Quotation marks and parentheses must always come in a pair. RStudio does its best to help you, but it is still possible to mess up and end up with a mismatch. If this happens, R will show you the continuation character `+`:
 ```{r eval=FALSE}
 x <- seq(1,3
 ```
 
 The `+` tells you that R is waiting for more input; it does not think you are done yet. Either add the missing pair, or press ESCAPE to abort the expression and try again.
 
 Now look at your environment in the upper right pane. You can see all of the objects that you have created. You can remove objects from environment using `rm()`, and remove all the objects using `rm(list=ls())`
 
 You can clear the console using `Ctrl+l`.

### Your turn
 
 * Press  Alt + Shift + K. What happens?
 
 * Here are some examples appear in the  help page of `seq()`, explain the results.
 ```{r eval=FALSE}
 seq(0, 1, length.out = 11)
 seq(1, 6, by = 3)
 ```
 
 * Generate sequence  `1, 1.5, 2, 2.5, ..., 5`. 
 
 * Calculate  $1^3+2^3+\cdots+20^3$ and $(1+2+\cdots+20)^2$
 

## Other useful functions

`sqrt()` computes the square root 
```{r}
sqrt(4)
```

`log()` and `exp()` compute the logarithm and expoential 
```{r}
log(2.718)
exp(1)
```


`mean()` computes the mean of a vector
```{r}
mean(1:100)
```

`min()` and `max()` computes the maximum and minimun

```{r}
min(1:100)
max(c(1,2,3,5,5))
```

`range()`

```{r}
range(1:100)
```



## Scripts
To have more room to work, we can use the script editor. Open it up either by clicking the File menu, and selecting New File, then R script, or using the keyboard shortcut Cmd/Ctrl + Shift + N. Now you’ll see four panes.

The script editor is a great place to put code you care about. Keep experimenting in the console, but once you have written code that works and does what you want, put it in the script editor. RStudio will automatically save the contents of the editor when you quit RStudio, and will automatically load it when you re-open. Nevertheless,  save your scripts regularly to back them up.

The script editor will also highlight syntax errors with a red squiggly line and a cross in the sidebar. Hover over the cross to see what the problem is.
RStudio will also let you know about potential problems.

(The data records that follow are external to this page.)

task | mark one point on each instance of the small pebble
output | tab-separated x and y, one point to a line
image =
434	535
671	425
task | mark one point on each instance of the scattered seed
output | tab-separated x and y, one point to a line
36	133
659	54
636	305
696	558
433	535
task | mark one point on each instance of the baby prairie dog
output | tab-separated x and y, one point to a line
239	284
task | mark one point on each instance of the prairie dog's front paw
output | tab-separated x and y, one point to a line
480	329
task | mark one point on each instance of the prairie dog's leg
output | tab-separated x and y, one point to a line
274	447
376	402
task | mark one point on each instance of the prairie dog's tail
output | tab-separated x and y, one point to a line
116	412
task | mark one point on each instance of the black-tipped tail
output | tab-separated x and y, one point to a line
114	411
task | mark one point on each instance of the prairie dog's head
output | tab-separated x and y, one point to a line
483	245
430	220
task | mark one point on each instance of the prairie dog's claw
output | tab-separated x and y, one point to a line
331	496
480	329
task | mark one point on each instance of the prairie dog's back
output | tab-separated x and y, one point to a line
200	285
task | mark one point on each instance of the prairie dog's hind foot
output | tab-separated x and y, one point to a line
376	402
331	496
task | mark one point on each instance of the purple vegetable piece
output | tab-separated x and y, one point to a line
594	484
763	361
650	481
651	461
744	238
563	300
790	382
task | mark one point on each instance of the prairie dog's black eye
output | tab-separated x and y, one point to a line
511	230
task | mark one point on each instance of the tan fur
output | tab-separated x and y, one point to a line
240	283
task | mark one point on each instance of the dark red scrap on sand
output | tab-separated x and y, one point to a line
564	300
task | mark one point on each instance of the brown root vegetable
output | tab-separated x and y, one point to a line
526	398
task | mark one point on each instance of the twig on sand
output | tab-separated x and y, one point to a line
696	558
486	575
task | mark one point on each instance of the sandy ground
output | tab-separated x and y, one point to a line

Read
https://support.rstudio.com/hc/en-us/articles/205753617-Code-Diagnostics to find out common mistakes in RStudio diagnostics report.

## Your turn
* Create a script in RStudio and do the following step by step

1. calculate $\frac{\pi^2}{6}$ and save it in `x`

2. culculate $\frac{1}{1}+\frac{1}{2^2}+\cdots+\frac{1}{10^2}$

3. take the difference between the two numbers obtained from the last two steps, save it in `d1`

4. replace $10$ with $20$ in step 2 and do step 3 again, save the difference in `d2`

5. replace $20$ with larger numbers, do the same calculation and save them in `d3`, `d4`,`d5`...

6. combine `d1`,`d2`,`d3`.. in a vector `d`, did you find anything interesting in `d`?



## Errors, warnings, and messages

R reports errors, warnings, and messages in a glaring red font, which makes it seem like it is scolding you. R will show red text in the console pane in three different situations:

* **Errors**: When the red text is a legitimate error, it will be prefaced with “Error in…” and will try to explain what went wrong. Generally when there’s an error, the code will not run.

* **Warnings**: When the red text is a warning, it will be prefaced with “Warning:” and R will try to explain why there’s a warning. Generally your code will still work, but with some caveats

* **Messages**: When the red text doesn’t start with either “Error” or “Warning”, it’s just a friendly message.


***
* If the text starts with “Error”, figure out what’s causing it

* If the text starts with “Warning”, figure out if it’s something to worry about.

* Otherwise, the text is just a message. Read it, and thank it for talking to you.